There are three techniques that can be used to achieve clipping with OpenVG:

  • Scissor rectangle list.
  • Alpha mask for arbitrary clip shapes.
  • Scissor rectangle for simple clips and alpha mask for complex clips.

The last is the default in the OpenVG paint engine, and there are #define's that can be used to enable the other modes.  However, on some PowerVR chipset versions there is a bug where if the scissor is combined with the alpha mask, performance drops off a cliff - down to 2 frames per second in some cases!  So on such devices you may want to turn on scissor-only or mask-only clipping.

Better is to not use clipping at all if you can avoid it.  Draw everything in your scene in bottom-up order and let the GPU do the heavy lifting.  Remember, modern OpenGL/ES GPU's can crank out thousands of triangles per second, with clever algorithms for hidden-surface removal that are much cleverer than anything you can do by setting a clip.  OpenVG uses the same GPU in many cases.  If you set a clip, you may end up confusing the GPU into taking a slower path internally than it would otherwise.

If you must clip, try to use single-rectangle regions that can be set via the scissor.

Window Surfaces

Below the OpenVG paint engine is the window surface logic in the graphics system.  This is usually where platform-specific customizations are required to get pixels onto the screen as fast as possible.  The QVGWindowSurface class wraps a QVGEGLWindowSurfacePrivate object, which provides the heavy lifting.  The default EGL implementation is QVGEGLWindowSurfaceDirect which writes pixels into the window back buffer and calls eglSwapBuffers() to transfer it to the screen.  It is possible to enabled single-buffered operation with QVG_DIRECT_TO_WINDOW, but the cost may be tearing artifacts on-screen.
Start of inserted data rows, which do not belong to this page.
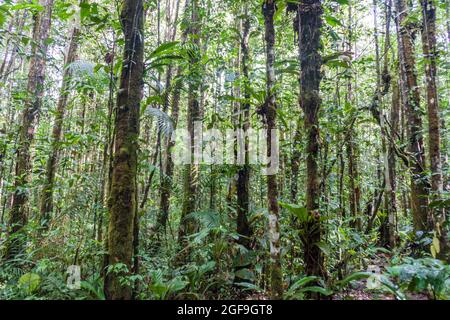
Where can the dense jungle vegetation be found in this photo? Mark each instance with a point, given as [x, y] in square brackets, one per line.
[353, 98]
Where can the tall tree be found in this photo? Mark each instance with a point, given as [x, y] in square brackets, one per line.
[243, 227]
[434, 143]
[411, 99]
[33, 102]
[310, 12]
[268, 10]
[191, 170]
[46, 206]
[122, 203]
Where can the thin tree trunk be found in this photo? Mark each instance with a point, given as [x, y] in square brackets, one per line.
[310, 12]
[33, 102]
[123, 204]
[411, 98]
[243, 227]
[434, 143]
[46, 206]
[276, 288]
[191, 173]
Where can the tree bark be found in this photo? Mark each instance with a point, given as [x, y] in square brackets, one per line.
[33, 102]
[243, 227]
[123, 204]
[191, 170]
[411, 98]
[276, 288]
[46, 206]
[434, 143]
[310, 12]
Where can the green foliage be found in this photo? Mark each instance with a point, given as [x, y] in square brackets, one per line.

If your platform has some clever EGL extension mechanism for getting pixels onto the screen, then you will need to write a new graphics system plugin and implement your own QVGEGLWindowSurfacePrivate subclass.  The QtOpenVG module has been structured to make it relatively easy to do this without touching the core Qt code.

Memory Usage

Everything you do with graphics uses memory - in the CPU and in the GPU.  Window surfaces, VG rendering contexts, VGPath objects, VGImage objects, and so on.  It can get quite tight in the GPU on embedded systems.  We've taken some steps to manage this; e.g. destroying older VGImage objects when trying to upload a new QPixmap, and destroying all OpenVG objects when an application goes into the background to free up memory for foreground applications.

The more complex your application, the more likely it is that you'll hit the GPU memory limit.  There's only so much the QtOpenVG module can do for you.  We can take emergency measures to recover, but that's about it.  So keep an eye on how many pixmaps and windows you have in use and see if you can simplify your application a little.  Definitely avoid uploading very large jpeg photographs as a single QPixmap - split them up into smaller "tiles" that can be released when GPU memory gets tight.

Summary

The following tips summarise the performance suggestions from the previous section:

  • Avoid projective transformation matrices with drawing paths.
  • Minimize state changes on pens, brushes, transforms, etc.
  • Use QPixmap in preference to QImage where possible.
  • Avoid drawing images using sub-rectangles.
  • When drawing images with opacity, use an affine transformation matrix, or only a single opacity level.
  • Avoid switching painting surfaces, particularly between windows and pixmaps.
  • Don't use clipping if you can paint your scene in bottom-up order instead.
  • Split large images up into smaller pieces to avoid overloading GPU memory.

What's Next?

There's always more that can be done to improve any software system.  QtOpenVG is no different:

  • Painting into QPixmap's using OpenVG.
  • Smarter VGImage pooling to deal with out of GPU memory conditions.
  • Qt/Embedded and Lighthouse screen drivers.